Monday, September 10, 2007

New Rations Coming To Army

The First Strike Ration reduces weight and cube by 50 percent when compared to the Meal, Ready-to-Eat.
Story, photos by Soldier Systems Center - Natick Army News Service

NATICK, Mass. — A new compact, eat-on-the-move assault ration is well on its way to warfighters’ hands.

“The First Strike Ration is intended for the first-on-the-ground, first-to-fight warfighter,” said Barbara Daley, food technologist and FSR project officer. Usually when warfighters are issued two or more Meals, Ready-to-Eat they “field strip” them to lessen the bulk and weight they are carrying.

Personnel at the Natick Soldier Research, Development and Engineering Center found not only were warfighters tossing what they considered extra weight, such as the flameless ration heater and Tabasco sauce, but they were also tossing food items.

The FSR attempts to reduce this stripping by providing a lighter, smaller package with eat-on-the-go items that also enhance performance.
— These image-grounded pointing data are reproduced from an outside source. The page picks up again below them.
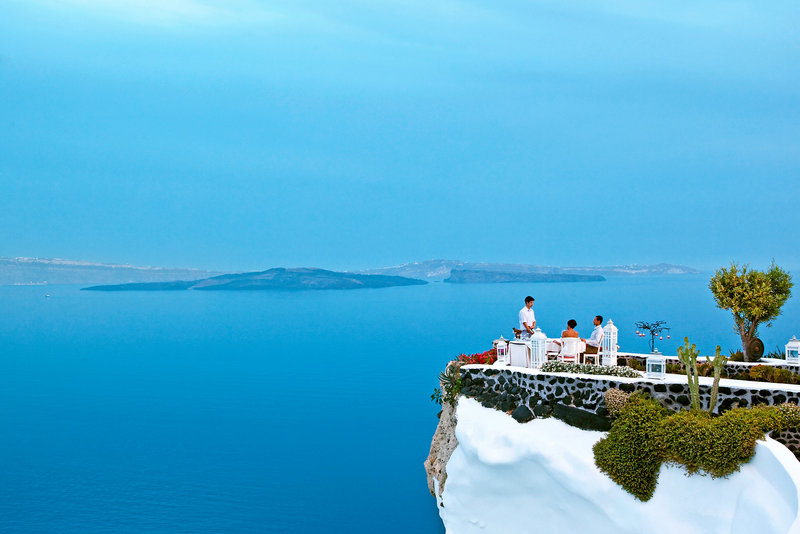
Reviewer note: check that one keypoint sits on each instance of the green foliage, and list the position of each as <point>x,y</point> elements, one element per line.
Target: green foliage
<point>586,369</point>
<point>717,366</point>
<point>644,436</point>
<point>736,356</point>
<point>615,400</point>
<point>718,446</point>
<point>753,297</point>
<point>450,381</point>
<point>629,454</point>
<point>688,357</point>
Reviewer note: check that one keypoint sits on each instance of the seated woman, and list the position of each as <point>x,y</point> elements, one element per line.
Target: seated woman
<point>570,331</point>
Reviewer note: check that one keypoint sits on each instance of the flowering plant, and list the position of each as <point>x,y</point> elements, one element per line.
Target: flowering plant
<point>482,358</point>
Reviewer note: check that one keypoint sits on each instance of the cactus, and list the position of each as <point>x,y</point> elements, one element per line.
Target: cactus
<point>688,356</point>
<point>718,363</point>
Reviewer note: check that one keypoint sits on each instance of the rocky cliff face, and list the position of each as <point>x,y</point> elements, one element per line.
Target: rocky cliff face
<point>491,474</point>
<point>443,444</point>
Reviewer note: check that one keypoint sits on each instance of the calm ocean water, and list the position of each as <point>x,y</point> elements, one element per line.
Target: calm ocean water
<point>267,411</point>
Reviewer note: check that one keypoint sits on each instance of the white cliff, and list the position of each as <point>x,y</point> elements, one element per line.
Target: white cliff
<point>540,477</point>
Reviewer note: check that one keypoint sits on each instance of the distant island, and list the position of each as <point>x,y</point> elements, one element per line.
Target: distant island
<point>440,270</point>
<point>49,271</point>
<point>466,276</point>
<point>275,279</point>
These items are calorically dense and provide appropriate nutritional content and energy to warfighters for short durations of highly mobile, highly intense combat operations.

Items included in the FSR include pocket sandwiches, First Strike energy bars, Zapplesauce™ — a carbohydrate-enhanced applesauce, high-energy drinks, pouches of tuna and chunk chicken and caffeinated gum.
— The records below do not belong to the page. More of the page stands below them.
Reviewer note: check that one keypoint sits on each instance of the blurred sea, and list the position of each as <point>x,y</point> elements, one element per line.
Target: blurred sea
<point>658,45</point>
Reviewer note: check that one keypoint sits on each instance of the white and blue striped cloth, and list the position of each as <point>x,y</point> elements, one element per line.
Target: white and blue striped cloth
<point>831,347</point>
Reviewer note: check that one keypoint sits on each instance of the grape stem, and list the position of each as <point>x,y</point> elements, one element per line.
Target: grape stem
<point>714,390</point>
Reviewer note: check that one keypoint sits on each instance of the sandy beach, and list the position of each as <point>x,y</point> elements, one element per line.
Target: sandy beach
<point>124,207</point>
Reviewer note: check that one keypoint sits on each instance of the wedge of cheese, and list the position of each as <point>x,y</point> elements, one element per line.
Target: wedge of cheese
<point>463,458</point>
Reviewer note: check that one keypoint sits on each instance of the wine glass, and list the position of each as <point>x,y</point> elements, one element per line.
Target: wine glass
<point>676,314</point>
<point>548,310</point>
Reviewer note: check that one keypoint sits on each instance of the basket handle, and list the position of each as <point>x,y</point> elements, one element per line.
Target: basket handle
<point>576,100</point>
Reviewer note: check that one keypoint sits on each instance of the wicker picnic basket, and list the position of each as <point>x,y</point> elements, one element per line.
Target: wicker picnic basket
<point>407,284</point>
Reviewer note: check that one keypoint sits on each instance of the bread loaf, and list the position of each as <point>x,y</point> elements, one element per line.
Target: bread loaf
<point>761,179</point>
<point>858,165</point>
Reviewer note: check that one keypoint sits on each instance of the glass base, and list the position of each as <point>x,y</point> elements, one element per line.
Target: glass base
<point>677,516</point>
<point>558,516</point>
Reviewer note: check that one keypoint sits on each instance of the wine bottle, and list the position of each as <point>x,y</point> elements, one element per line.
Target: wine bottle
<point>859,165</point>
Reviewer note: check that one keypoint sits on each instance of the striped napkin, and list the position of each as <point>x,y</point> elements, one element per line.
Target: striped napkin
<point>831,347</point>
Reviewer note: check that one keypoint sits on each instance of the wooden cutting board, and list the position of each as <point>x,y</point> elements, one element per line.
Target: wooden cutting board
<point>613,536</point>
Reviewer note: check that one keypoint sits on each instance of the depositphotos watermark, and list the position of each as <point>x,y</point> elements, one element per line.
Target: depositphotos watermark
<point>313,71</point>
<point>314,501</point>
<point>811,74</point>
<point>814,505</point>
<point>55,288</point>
The FSR is designed to be about half the size of the three MREs it replaces and it provides, on average, 2,900 calories per day.
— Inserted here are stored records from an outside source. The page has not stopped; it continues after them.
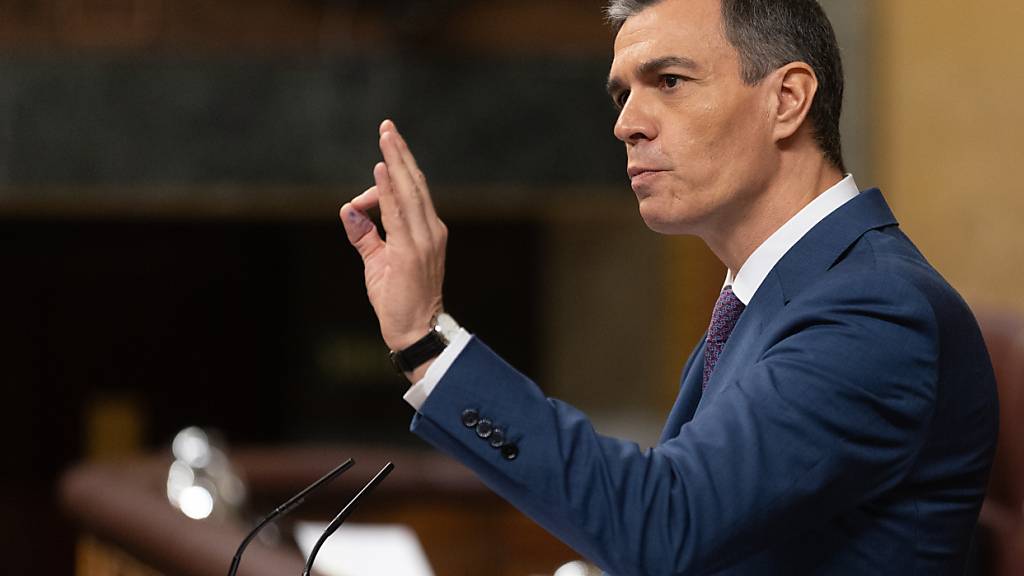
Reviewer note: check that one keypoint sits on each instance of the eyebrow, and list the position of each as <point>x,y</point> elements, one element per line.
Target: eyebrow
<point>647,68</point>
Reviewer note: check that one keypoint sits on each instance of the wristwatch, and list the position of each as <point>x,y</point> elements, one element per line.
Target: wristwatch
<point>442,329</point>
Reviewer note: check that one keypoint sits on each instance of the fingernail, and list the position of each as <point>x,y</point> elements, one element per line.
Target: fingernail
<point>357,221</point>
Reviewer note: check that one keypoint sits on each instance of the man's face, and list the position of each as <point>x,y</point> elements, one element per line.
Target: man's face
<point>697,137</point>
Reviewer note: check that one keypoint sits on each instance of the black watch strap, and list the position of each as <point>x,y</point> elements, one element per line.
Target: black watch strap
<point>421,351</point>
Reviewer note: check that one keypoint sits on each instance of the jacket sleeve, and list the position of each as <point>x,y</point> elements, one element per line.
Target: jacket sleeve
<point>832,413</point>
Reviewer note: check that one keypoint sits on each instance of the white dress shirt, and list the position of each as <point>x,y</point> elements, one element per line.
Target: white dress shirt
<point>744,283</point>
“It is not intended to sustain the warfighter for long periods of time,” Daley emphasized.

Because of its lower caloric content, the FSR is classified by the Office of the Surgeon General as a restricted ration. As such, it can only be used as a sole source of food for 10 days or less in accordance with Army Regulation 40-25.

The Combat Feeding Directorate conducted user evaluations on the FSR in Nevada and Germany in fiscal year 2004, and in Afghanistan and Iraq in fiscal year 2005. When compared with a field-stripped MRE in Iraq in 2005, more than 70 percent of Soldiers said the FSR was more convenient to carry and consume than the MRE.

“The best feedback we have received to date has been from warfighters participating in OIF/OEF in the mountains of Afghanistan and Iraq. They loved it,” Daley said.

In July 2006, CFD conducted an operational test at Fort Bragg, N.C. With more than 100 Soldiers participating from an airborne infantry battalion, one group consumed the FSR for three days while the other group consumed MREs for three days. Then the groups switched.

From monitoring what the Soldiers ate and what they threw out, CFD saw less waste and greater consumption with the groups eating the FSR.Two Soldiers look at the components of the First Strike Ration during a recent evaluation at Fort Bliss, Texas.